Planning FAQs

Planning FAQs

How do I check the zoning of my property?

You can verify what the zoning of your property is by reaching out to Rubin Jones ( or checking the city’s zoning map here.

How do I change the zoning of my property?

Any property owner within city limits has the right to request a rezone of their property. This is done through a rezone application and the application must go to the Planning Commission and City Council for consideration. Please set up a pre-application meeting with Planning Staff to discuss this process in depth prior to submitting a request.

Why is there a public hearing sign in my neighborhood?

A property owner in your neighborhood has requested one of the following: variance, rezone, or conditional use permit. You can verify what the request is here.  

Where can I find agenda packets for upcoming meetings?

You can find planning related agenda packets here.

Do fences require a permit?

If you are constructing a new fence, extending an existing fence, replacing a fence with different material, height, or location, or replacing more than 50% of an existing fence with the same material, height, and location; you will need a fence permit from Community Development.

Do I need a sign permit?

Certain types of temporary signs do not need a permit—you can find those here. Some do require a permit—those can be found here. However, all permanent signs need a permit from Community Development. Finally, the zoning code prohibits certain types of signs within city limits. Those can be found here.

Do I need a business license?

No. The City of Bella Vista does not currently require business licenses.

Can I operate a business from my home?

The zoning code allows certain types of operations to be conducted within the residential zone. To qualify for this allowance, please read the requirements here.  

How do I start the development process?

Any subdivision or development of anything other than a single family home or duplex will require a formal planning review. The first step this process is having a concept meeting with Planning Staff so they may determine which route the project will need to follow in order to be properly permitted. This may include a incidental subdivision, preliminary plat, large-scale development, or planned zoning district (master planned development). The developer should also have a concept meeting with the City Fire Inspector, City Building Official, and the Architectural Control Committee (for those developments that are within the Covenant requirements).

How do I subdivide my property?

Please set up a concept meeting with Planning Staff to determine what kind of subdivision process you need. This may be a lot split, property line adjustment, correction plat, minor subdivision, or preliminary plat/final plat. Depending on the type of application you need, the process may vary. Planning Staff can confirm with you at a concept meeting.

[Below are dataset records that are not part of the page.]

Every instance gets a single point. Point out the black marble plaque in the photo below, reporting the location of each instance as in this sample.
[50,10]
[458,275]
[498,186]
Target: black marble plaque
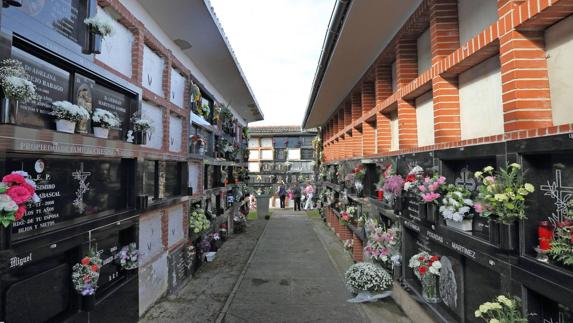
[69,188]
[66,17]
[52,84]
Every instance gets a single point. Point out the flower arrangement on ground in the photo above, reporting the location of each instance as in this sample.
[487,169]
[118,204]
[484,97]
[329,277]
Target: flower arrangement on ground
[383,243]
[17,190]
[430,188]
[198,221]
[456,205]
[502,310]
[85,274]
[128,257]
[501,196]
[15,81]
[100,24]
[427,268]
[364,277]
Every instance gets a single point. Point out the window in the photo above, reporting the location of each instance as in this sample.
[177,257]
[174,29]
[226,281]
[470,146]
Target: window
[307,154]
[280,154]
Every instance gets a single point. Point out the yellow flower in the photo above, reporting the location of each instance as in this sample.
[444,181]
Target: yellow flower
[528,187]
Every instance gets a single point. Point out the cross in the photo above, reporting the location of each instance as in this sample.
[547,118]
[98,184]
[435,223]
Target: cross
[561,194]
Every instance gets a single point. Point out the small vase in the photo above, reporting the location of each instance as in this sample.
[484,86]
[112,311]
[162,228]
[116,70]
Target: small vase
[100,132]
[88,303]
[430,288]
[464,225]
[66,126]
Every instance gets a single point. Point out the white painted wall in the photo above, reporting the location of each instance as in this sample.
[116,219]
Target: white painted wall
[394,132]
[176,233]
[559,47]
[424,52]
[116,48]
[293,154]
[136,9]
[152,71]
[474,16]
[152,283]
[155,114]
[254,167]
[425,119]
[481,106]
[175,133]
[177,94]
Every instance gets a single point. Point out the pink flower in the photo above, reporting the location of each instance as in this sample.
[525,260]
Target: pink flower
[19,194]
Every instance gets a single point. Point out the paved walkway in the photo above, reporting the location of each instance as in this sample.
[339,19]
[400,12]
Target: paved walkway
[291,278]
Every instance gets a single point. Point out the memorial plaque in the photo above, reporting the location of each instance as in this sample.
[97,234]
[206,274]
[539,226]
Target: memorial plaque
[66,17]
[52,84]
[69,188]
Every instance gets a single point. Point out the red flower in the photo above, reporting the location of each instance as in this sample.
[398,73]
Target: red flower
[20,213]
[14,179]
[19,194]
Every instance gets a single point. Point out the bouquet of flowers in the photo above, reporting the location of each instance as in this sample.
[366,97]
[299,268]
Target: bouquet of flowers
[456,204]
[502,310]
[128,257]
[15,81]
[502,197]
[367,277]
[105,119]
[431,187]
[100,24]
[16,191]
[86,274]
[141,124]
[383,243]
[413,178]
[65,110]
[198,222]
[423,264]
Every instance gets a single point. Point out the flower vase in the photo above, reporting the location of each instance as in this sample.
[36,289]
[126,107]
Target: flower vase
[430,288]
[140,137]
[431,213]
[100,132]
[508,236]
[464,225]
[66,126]
[9,110]
[88,303]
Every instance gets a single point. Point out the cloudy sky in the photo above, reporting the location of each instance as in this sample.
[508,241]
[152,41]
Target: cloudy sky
[278,44]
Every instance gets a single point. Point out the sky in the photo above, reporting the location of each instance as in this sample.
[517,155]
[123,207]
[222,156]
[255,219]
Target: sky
[278,45]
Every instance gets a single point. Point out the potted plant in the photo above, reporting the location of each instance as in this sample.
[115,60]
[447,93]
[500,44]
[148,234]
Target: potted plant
[102,121]
[368,281]
[17,190]
[502,310]
[100,26]
[427,269]
[141,126]
[85,275]
[16,87]
[456,207]
[67,115]
[429,190]
[128,257]
[501,199]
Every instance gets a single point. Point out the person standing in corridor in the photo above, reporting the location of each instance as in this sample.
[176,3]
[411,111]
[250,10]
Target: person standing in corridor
[309,193]
[296,192]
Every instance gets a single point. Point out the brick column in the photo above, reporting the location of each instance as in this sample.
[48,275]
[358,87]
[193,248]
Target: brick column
[384,134]
[369,138]
[525,82]
[444,40]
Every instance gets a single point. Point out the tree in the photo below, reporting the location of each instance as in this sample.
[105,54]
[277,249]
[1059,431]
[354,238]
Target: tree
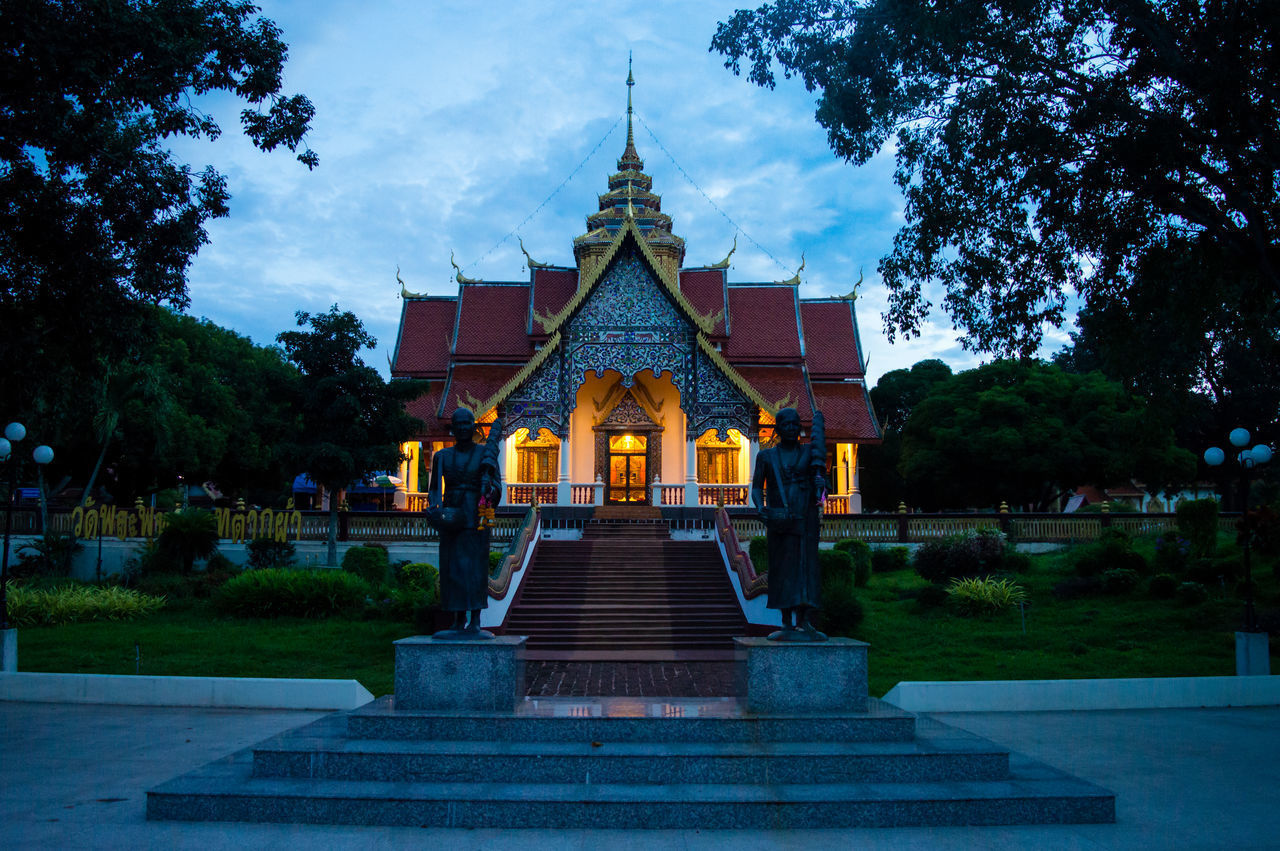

Do I need a grading/clearing permit?

Grading permits are intended to prohibit excessive and/or indiscriminate clearing and excavation activity that creates flooding and soil erosion problems and to ensure the ground is properly stabilized after such activity. A permit is required in the following common situations:

  • Clearing or excavating activity of any size as the City of Bella Vista oversees lots that are less than one acre in disturbance.
  • Tree removal that causes ground disturbance/erosion (pushing stumps over, ripping tree roots out of the ground, etc.) (Stump grinding does not require a permit so long as the ground is not disturbed.)
  • Landscape work that may require fill or alteration of the natural topography.
  • Any activity that will change the natural lay of the land—adding fill (soil, dirt, rock), cutting into the earth, moving earth, and more.


What is a right-of-way and who can access it?
A right-of-way (ROW) is a dedicated area of land intended to provide the legal right of use to the public, which may include streets, crosswalks, sidewalks, trails, watermains, internet/phone cables, sanitary sewers, storm drains, or any other use involving a public or utility company.

Think of it this way: Utilities, such as water lines, must have access to traverse the city for that utility to be provided to residents citywide. If one lot didn’t have any easement or ROW area, a utility may not be able to get through to the other side of it to reach lots beyond.

So – even if you don’t subscribe to the company whose utility lines run along your property (like a cable company) your neighbor and their neighbor might, and therefore they are provided access legally via the ROW.

There are two kinds of rights-of-way:

  • Dedicated: A dedicated space between lot lines (typically 40 feet for residential roads in Bella Vista) in which the ROW lies.
  • Prescriptive: Area of the roadway that lies outside of the platted ROW. If the surface of a road lies outside the dedicated ROW, the roadway and a certain number of feet beyond it becomes a prescriptive ROW.